Sunday, March 19, 2006

The Bush message on the Iraq War: Lower your expectations

"Lower your expectations" was a famous saying of Jerry Brown's thirty years ago when he was California governor. It was the days of the Arab oil embargo and the energy crisis; "stagflation" was being used to describe the state of the economy with its high unemployment and high inflation.

The Los Angeles Times reports that the implicit message of the Bush administration now on the disaster known as the Iraq War now is also "lower your expectations": A Sliding Scale for Victory: As the conflict in Iraq enters its fourth year and civil war threatens, the Bush administration is again working to lower expectations by Doyle McManus 03/19/09. McManus reports:

"Initially, we were going to stay until the insurgency was defeated," noted James F. Dobbins, a former special envoy under Presidents Clinton and Bush. "About a year ago, we amended that in a fairly important way by saying we were going to stay until the Iraqi government and its army and police were capable of coping with the insurgency. We redefined victory in terms of the Iraqis' capability instead of the defeat of the insurgency."

"Now even that measure of success has proven elusive," said Dobbins, who is now with Rand Corp. "At this point I think we would be content if we could diminish our presence, allow the Iraqis to simply hold their own against the insurgency and prevent the country from rupturing into an even more serious civil war than the one that now exists."
And, of course, with the Bush administration, it's always politics first.

McManus writes:

A former senior official said that he did not expect political pressure to affect Bush's decisions on Iraq this year but that the 2008 presidential election could be a different story.

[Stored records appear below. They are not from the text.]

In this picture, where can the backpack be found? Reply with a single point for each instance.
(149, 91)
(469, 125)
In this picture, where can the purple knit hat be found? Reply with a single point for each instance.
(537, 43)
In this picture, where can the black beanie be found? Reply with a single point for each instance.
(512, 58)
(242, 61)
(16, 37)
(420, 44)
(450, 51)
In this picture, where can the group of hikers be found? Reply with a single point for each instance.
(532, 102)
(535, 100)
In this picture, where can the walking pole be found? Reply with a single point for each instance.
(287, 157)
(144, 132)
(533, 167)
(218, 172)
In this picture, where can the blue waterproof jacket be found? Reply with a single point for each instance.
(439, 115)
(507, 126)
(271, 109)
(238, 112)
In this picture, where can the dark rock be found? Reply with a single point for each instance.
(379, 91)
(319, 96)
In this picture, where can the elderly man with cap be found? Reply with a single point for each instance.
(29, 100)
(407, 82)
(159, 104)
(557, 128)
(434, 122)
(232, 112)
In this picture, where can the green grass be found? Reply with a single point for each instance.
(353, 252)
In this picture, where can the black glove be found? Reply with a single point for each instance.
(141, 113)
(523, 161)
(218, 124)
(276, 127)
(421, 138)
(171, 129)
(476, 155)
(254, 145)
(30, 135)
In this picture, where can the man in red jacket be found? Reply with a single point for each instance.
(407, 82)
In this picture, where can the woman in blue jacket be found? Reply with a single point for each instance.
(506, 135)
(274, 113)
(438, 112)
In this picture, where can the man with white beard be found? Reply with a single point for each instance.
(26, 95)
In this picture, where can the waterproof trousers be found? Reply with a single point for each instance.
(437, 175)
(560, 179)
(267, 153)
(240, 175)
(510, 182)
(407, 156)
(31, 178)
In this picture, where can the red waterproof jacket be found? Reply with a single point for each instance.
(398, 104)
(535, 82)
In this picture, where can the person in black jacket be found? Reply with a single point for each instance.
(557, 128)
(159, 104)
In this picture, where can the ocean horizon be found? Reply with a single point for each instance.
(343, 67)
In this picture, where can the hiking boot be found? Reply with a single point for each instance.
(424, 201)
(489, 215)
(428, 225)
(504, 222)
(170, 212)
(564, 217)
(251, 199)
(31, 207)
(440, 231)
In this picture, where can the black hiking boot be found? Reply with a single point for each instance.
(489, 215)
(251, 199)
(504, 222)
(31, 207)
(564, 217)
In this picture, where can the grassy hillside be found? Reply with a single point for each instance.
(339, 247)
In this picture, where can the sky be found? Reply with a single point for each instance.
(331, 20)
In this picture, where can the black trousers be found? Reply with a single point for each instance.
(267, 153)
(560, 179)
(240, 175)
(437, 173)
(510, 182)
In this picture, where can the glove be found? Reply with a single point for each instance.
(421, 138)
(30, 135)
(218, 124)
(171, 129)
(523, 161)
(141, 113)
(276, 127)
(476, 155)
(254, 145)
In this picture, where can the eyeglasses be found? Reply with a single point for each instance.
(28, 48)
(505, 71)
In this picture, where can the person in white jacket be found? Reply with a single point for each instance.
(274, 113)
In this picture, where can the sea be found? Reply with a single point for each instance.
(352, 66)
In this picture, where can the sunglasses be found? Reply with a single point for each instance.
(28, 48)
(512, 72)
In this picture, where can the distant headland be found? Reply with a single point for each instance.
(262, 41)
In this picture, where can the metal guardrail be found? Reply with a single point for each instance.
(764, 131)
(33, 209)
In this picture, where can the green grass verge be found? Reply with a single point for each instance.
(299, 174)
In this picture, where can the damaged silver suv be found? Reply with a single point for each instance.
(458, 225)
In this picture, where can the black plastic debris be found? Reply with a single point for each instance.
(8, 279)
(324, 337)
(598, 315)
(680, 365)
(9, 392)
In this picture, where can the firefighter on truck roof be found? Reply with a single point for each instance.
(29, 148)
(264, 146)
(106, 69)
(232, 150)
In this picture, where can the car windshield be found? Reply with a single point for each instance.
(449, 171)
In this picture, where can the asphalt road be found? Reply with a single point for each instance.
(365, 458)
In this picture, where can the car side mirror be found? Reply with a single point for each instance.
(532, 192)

"There is deep concern in the White House that 2008 will be a referendum on Iraq," he said. "I don't think the president will be affected by the congressional elections. But in 2007, at some point, does he say, 'I'm going to do what's right, no matter what the political consequences?' Or does he say, 'We gave the Iraqis every chance; we can't want a successful Iraq more than the Iraqis want it?'

"Leaving Iraq in its current state would be a very serious strategic setback for us," he said. "It would be a defeat. We can dress it up. We can try to recover from it. But it's a defeat."
He also quotes the prowar analyst Stephen Biddle, who seems to be on the verge of accepting that the war is already ending in defeat:

"The Sunnis already see us as having chosen sides," said Steven Biddle, a former professor at the U.S. Army War College who is at the private Council on Foreign Relations.

Biddle has argued that by building new Iraqi security forces dominated by Shiites and Kurds, the United States in effect has armed and trained two of the sides in the Iraqi conflict. The Sunnis, he wrote in a recent article, "perceive the 'national' army and police force as a Shiite-Kurdish militia on steroids."

"I think we're in a civil war now. We've been in a civil war for more than a year. It's just a civil war that's being fought at low intensity," he said in an interview.

Instead of trying to build Iraqi security forces quickly, Biddle argues, the United States should slow down its training program, slow its own military withdrawal, and concentrate on strengthening political leaders — especially among the Sunnis — who can make compromises.

But Biddle acknowledges that there is no political support in the United States for a longer or larger troop deployment.

"If we had the troops, I'd increase the troops," he said. "But we don't have the troops."
Maybe something was cut from Biddle's statement. But the last paragraph doesn't say that "there is no political support" for sending more troops, although the observation is true. What Biddle says in the quoted sentence is that we don't have the troops to send. Which is also true.